Wharton on Conflict of Laws (3d Ed.) § 251a, after referring to some of the conflicting decisions, thus states the general rule: “There is, however, no doubt as to the general principle that the status acquired by adoption in a state or country having jurisdiction will be recognized both for the purpose of the descent of real, and the distribution of personal, property in other states or countries, at least in those whose laws provide for adoption.” See, also, Minor’s Conflict of Laws, § 101, p. 223; 1 C. J. pp. 1402, 1403; and see many authorities cited and discussed in extended note in 73 A. L. R. page 964 and following.

It is not believed that the right of the child adopted in a foreign jurisdiction to inherit land in Texas is affected by the fact that the method of adoption under the law of the foreign state may have been radically different from the method under the Texas statute. In Mexico, according to the allegations in the petition, adoption was accomplished through proceedings before a judge, while under the Texas statute enacted in 1850 the method of adoption was the execution by the adopting parent and filing for record of an instrument in the nature of a deed. Acts 3d Leg. c. 39, p. 36, 3 Gammel’s Laws, p. 474. The particular form prescribed by law for adoption is of no real consequence. The method is left to the legislative department. It may make the ceremony simple, as it was under the original Texas statute, by requiring no more than the executing and recording of an instrument like a deed, or it may make it more formal by requiring a hearing before, and an order or decree by, a judge or a court. Generally, one of these two methods is prescribed. 1 R. O. L. p. 59S. Tire decisions that have to do with the effect of the law of the state of the adoption upon the right of the adopted child to inherit land in another state concern themselves but little with differences in the method of adoption.

A more difficult question is raised by the contention of plaintiffs in error that the child adopted in Mexico was not entitled to inherit land in Texas because rights of inheritance given by the law of Mexico to children adopted there were radically different from, and more restricted than, the rights of inheritance*[681]*681given to adopted children by the Texas statute.

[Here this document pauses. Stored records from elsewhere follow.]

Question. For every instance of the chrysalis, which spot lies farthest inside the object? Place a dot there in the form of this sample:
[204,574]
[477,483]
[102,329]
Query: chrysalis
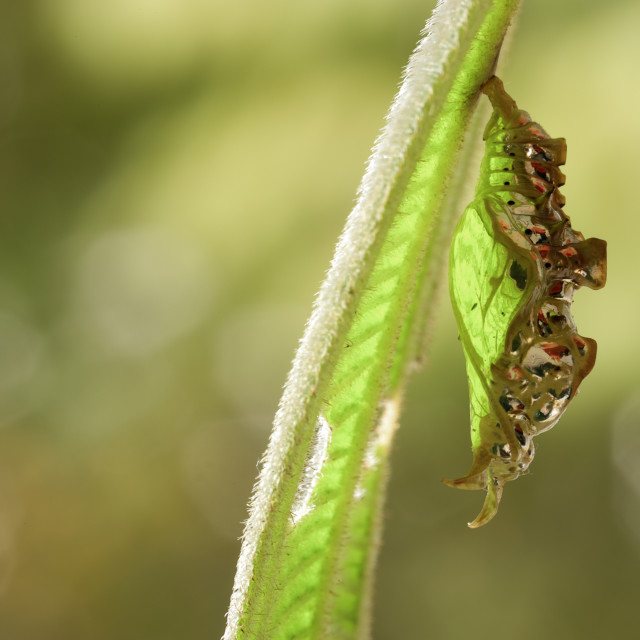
[515,263]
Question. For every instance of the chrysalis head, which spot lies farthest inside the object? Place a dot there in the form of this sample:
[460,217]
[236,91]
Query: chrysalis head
[515,264]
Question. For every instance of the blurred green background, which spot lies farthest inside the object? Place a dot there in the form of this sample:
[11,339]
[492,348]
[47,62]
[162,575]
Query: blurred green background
[173,177]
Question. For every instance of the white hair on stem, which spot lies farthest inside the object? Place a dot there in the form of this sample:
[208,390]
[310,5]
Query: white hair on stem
[426,67]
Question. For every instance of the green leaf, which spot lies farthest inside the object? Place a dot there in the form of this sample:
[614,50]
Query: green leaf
[308,553]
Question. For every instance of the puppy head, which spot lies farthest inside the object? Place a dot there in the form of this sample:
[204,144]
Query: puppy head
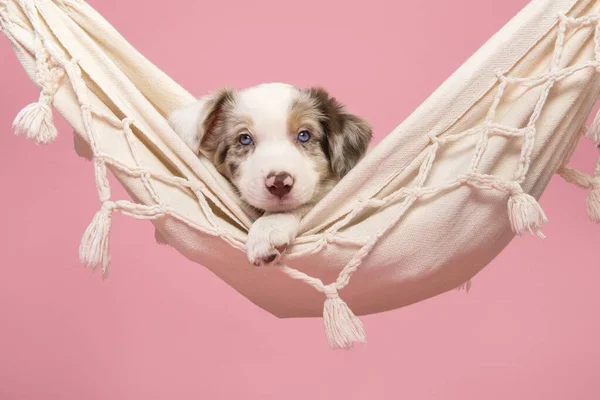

This position is supported to an extent by such decisions as Shaver v. Nash, 181 Ark. 1112, 20 S.W.(2d) 298, 73 A. L. R. 961, and Sunderland’s Estate, 60 Iowa, 732, 13 N. W. 655. Those decisions treat the law as to what the adopted child may or may not inherit as being a qualification of the capacity to inherit rather than as a part of the law of inheritance and a limitation or restriction of the right to inherit. Such decisions run counter to the ancient and well-settled doctrine that real estate, its ownership, conveyance, and descent, are exclusively subject to the laws of the state or nation in which it is situated. See 9 Texas Jurisprudence, p. 359 ; Story on Conflict of Laws (8th Ed.) §§ 424-463; Wharton on Conflict of Laws (3d Ed.) $ 274 and following ; Minor’s Conflict of Laws, § 11.